We are doing wonderful jobs on model training and now we are facing the problem in the next stage.
How to launch ML Services and go production gracefully?
That is the point why we are seeking do the solution called Model Ops or MLOps. The availability to do Run to Run compare, Version control, Model Stagging, and Rollback should be put on the table for consideration.
- Using MLFlow Tracking Server for model versioning control and experiment tracing.
- Build MLFlow Tracking Server affiliate with MySQL backend-store by
docker-compose
- Doing Model training using python code, and regist to mlflow tracking server.
- Using
mlflow models serve
to run MLFlow tracking server and artifact server.
實作架構
ML 模型訓練由本地端的 python 專案負責。 通過 MLFlow Client 連至運行於 docker container 內的 MLFlow Tracking Server.
MLFlow Tracking Server 使用 MySQL backend store 儲存模型訓練實驗相關的資料。 MLFlow Tracking Server 使用 local file Artifact Server 儲存 model / data 等大型物件。
Based on official architecture suggestion, this design is similar to Scenario 5: Tracking Server enable with proxied artifact storage access
We use tracking server as a proxy server to access artifact storage. While official scenario provide example to connect to s3 stoage, here we run artifact server at local(localhost:5500).
Official instruction about using tracking server. https://www.mlflow.org/docs/latest/tracking.html#using-the-tracking-server-for-proxied-artifact-access
To use mlflow tracking server as proxied artifact. using flag --serve-artifacts
Set the path to record artifacts by --artifacts-destination
here is going to set URI if destination, e.g. S3, HDFS, etc.

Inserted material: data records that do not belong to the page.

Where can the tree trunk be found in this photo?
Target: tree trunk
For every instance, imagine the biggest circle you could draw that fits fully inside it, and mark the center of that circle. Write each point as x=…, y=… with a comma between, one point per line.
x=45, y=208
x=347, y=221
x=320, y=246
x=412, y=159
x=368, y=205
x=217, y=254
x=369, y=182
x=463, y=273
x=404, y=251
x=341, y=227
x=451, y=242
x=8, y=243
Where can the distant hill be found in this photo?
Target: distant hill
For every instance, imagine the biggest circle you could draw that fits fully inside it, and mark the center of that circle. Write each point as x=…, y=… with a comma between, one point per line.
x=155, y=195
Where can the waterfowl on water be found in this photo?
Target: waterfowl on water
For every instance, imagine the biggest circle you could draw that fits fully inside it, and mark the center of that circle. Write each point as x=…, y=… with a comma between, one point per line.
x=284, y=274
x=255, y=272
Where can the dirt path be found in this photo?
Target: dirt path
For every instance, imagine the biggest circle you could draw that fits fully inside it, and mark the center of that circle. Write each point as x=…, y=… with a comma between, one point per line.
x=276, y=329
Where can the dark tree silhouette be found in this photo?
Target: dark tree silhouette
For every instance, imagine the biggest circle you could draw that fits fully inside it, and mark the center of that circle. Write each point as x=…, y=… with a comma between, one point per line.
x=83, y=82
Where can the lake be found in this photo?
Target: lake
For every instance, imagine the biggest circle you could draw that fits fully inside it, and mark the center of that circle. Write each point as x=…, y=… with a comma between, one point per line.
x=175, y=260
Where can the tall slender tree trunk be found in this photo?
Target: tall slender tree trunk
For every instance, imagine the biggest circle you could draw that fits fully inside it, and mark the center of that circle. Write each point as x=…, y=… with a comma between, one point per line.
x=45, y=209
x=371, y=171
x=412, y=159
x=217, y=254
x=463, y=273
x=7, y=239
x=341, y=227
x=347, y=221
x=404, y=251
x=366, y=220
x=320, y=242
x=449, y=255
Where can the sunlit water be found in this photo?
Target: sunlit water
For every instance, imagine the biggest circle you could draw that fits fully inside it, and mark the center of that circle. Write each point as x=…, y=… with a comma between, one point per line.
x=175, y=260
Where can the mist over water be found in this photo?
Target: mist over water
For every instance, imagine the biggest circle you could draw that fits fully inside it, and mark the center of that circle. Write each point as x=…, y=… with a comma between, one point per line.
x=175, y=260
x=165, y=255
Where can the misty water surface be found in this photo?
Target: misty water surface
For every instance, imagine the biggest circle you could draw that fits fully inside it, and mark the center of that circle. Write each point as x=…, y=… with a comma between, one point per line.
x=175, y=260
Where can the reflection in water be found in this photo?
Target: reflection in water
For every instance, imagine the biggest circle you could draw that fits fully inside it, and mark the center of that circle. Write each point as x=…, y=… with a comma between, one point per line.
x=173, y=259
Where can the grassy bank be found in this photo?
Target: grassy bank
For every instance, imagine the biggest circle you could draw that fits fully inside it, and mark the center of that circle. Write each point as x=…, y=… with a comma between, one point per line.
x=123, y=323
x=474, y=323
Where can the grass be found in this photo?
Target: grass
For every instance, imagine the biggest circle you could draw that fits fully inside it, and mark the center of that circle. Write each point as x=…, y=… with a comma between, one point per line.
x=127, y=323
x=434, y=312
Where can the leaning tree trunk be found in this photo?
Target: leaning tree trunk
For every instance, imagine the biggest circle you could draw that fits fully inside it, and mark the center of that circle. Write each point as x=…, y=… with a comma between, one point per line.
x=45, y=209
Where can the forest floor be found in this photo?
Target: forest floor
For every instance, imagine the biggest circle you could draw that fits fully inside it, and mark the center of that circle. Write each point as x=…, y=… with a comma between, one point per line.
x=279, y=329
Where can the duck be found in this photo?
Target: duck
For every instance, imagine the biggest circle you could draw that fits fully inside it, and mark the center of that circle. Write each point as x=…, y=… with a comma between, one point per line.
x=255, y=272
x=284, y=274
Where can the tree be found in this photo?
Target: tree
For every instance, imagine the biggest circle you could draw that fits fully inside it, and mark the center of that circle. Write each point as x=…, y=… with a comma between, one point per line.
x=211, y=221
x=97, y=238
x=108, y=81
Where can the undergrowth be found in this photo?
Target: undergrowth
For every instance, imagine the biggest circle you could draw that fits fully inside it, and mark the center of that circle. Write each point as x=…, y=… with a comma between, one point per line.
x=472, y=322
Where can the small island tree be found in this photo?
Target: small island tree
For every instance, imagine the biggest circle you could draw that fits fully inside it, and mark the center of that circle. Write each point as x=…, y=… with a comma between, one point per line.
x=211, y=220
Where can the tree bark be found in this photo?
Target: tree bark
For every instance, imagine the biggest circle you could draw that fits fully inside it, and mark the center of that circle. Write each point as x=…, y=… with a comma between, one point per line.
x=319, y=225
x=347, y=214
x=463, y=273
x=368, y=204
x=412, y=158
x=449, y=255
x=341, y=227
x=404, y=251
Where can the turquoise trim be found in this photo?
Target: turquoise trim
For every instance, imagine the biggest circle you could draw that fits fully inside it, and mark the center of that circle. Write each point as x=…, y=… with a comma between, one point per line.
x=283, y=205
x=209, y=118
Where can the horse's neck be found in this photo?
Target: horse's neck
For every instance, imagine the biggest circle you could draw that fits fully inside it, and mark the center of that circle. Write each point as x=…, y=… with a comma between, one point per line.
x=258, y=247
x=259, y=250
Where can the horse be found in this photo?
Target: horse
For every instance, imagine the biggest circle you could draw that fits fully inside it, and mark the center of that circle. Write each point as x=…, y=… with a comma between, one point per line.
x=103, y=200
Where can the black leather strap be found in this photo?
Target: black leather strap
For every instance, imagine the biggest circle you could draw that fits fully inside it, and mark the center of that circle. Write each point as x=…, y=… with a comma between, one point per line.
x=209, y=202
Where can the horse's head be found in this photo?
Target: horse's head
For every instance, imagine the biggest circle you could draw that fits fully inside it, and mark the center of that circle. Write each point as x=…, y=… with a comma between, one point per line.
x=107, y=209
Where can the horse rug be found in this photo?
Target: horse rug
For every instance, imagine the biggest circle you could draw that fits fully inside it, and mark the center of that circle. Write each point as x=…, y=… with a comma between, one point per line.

- Tracking Server & Artifact Server 使用 python3.7 的 base image 作為基底。再安裝 mlflow 以及 pymysql 套件。
- MySQL 使用官方提供的 based image
docker compose file 的完整設置
version: '3.9'
services:
db:
image: mysql
environment:
TZ: UTC
MYSQL_ROOT_PASSWORD: root
MYSQL_DATABASE: mlflowruns
MYSQL_USER: mlflow
MYSQL_PASSWORD: mlflow
ports:
- "3316:3306"
mlflow-artifact-server:
build: .
expose:
- "5500"
ports:
- "5500:5500"
command: >
mlflow server
--host 0.0.0.0
--port 5500
--artifacts-destination ./mlartifacts
--gunicorn-opts "--log-level debug"
--serve-artifacts
--artifacts-only
mlflow:
tty: true
build: .
ports:
- "5010:5000"
depends_on:
db:
condition: service_started
command: >
mlflow server
--host 0.0.0.0
--port 5000
--backend-store-uri mysql+pymysql://'mlflow':'mlflow'@db:3306/mlflowruns
--default-artifact-root http://127.0.0.1:5500/api/2.0/mlflow-artifacts/artifacts/experiments
--gunicorn-opts "--log-level debug"
Docker file for run mlflow serve
FROM python:3.7
WORKDIR /app
# Install mlflow
RUN pip install mlflow pymysql cryptography
Using docker-compose
you can fetch the docker-compose build files from my github
git clone https://github.com/PenHsuanWang/mlflow-docker-setup.git && cd mlflow-docker-setup
build and start up the docker compose
docker-compose build
docker-compose up
check the docker container is running 🐳
docker ps --format "{{.Names}}\t{{.Status}}"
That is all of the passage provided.